Date : ©2014, Janvier
Longueur du texte : 23695
Nombre de mots : 4166

2h00.
Lundi.

Alioth vient de quitter ses amis, il est sur la route à cette heure indue. Il repense à la veille, c'était à cette même heure qu'il avait ses cauchemars.

Soudain, un bruit de dérapage puis de collision. Alioth est aux aguets, rien devant lui, rien dans le rétro. Il s'arrête et descend du véhicule, rien !

— Je n'ai pourtant pas rêvé ?

Il entend une sirène d'ambulance qui arrive, rien seulement le son. Le bruit passe devant lui, rien qu'un souffle, un déplacement d'air incompréhensible. Alioth a tous ses sens en alerte, même le duvet de ses bras est hérissé pour capter la moindre sensation inhabituelle. Le bruit s'éloigne comme l'aurait fait une véritable ambulance. Il recommence à inspirer, instinctivement il avait bloqué sa respiration. Il déglutit, tout semble d'un calme inhabituel. Peu à peu, il réentend les bruits de la nuit, feutrés et lointains.

Alioth remonte dans son véhicule, redémarre, cale.

— Je dois être un peu secoué !

Il remue son cou, gauche… droite… fait craquer ses cervicales pour décontracter ses muscles, son dos et se concentrer sur la route.
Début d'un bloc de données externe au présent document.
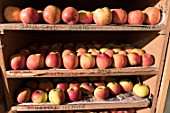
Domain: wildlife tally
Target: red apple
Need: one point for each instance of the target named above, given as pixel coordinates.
(56, 96)
(87, 61)
(119, 61)
(53, 59)
(33, 85)
(12, 14)
(70, 61)
(63, 86)
(74, 93)
(17, 61)
(39, 96)
(35, 61)
(114, 88)
(119, 16)
(102, 16)
(101, 92)
(45, 85)
(52, 14)
(23, 95)
(103, 61)
(85, 17)
(70, 15)
(152, 15)
(147, 59)
(136, 17)
(139, 51)
(126, 85)
(141, 90)
(87, 88)
(29, 15)
(133, 59)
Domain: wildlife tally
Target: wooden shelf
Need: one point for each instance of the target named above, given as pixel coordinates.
(82, 72)
(111, 103)
(80, 27)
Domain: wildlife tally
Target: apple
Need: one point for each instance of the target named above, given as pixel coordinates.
(53, 59)
(93, 51)
(152, 15)
(136, 17)
(77, 84)
(85, 17)
(24, 52)
(39, 96)
(147, 59)
(74, 93)
(80, 51)
(70, 15)
(119, 61)
(103, 61)
(87, 88)
(33, 85)
(123, 52)
(114, 88)
(56, 96)
(139, 51)
(119, 16)
(63, 86)
(52, 14)
(23, 95)
(126, 85)
(141, 90)
(45, 85)
(17, 61)
(35, 61)
(87, 61)
(12, 14)
(101, 92)
(70, 61)
(29, 15)
(102, 16)
(133, 59)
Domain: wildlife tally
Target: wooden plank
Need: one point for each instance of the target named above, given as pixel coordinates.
(81, 72)
(89, 103)
(81, 27)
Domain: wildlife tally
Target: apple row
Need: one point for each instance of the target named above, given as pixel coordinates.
(79, 55)
(70, 15)
(45, 90)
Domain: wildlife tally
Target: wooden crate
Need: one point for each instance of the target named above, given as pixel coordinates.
(152, 38)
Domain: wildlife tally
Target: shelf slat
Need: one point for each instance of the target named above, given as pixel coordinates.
(112, 103)
(82, 72)
(80, 27)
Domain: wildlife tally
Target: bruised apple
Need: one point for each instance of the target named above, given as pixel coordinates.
(52, 14)
(119, 16)
(103, 61)
(70, 61)
(152, 15)
(87, 61)
(23, 95)
(17, 61)
(85, 17)
(119, 61)
(70, 15)
(136, 17)
(35, 61)
(12, 14)
(53, 59)
(147, 59)
(29, 15)
(102, 16)
(56, 96)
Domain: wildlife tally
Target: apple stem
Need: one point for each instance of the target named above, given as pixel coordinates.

Alioth est troublé.

— Deux heures du matin. Endormi ou éveillé, les augures ont réglé une alerte en fanfare rien que pour moi ! C'est hallucinant, cette affaire doit se terminer au plus vite !

En arrivant à son domicile, Alioth est bougon, le ton décontracté de la journée dont il s'est délecté a été totalement effacé par cette aventure invisible. En entrant le chat le regarde droit dans les yeux.

— Alors Salomon, cette journée…

Le chat grimpe sur le chiffonnier et lui tourne le dos. Alioth lève les yeux au ciel.

— La journée continue ! Se dit-il découragé.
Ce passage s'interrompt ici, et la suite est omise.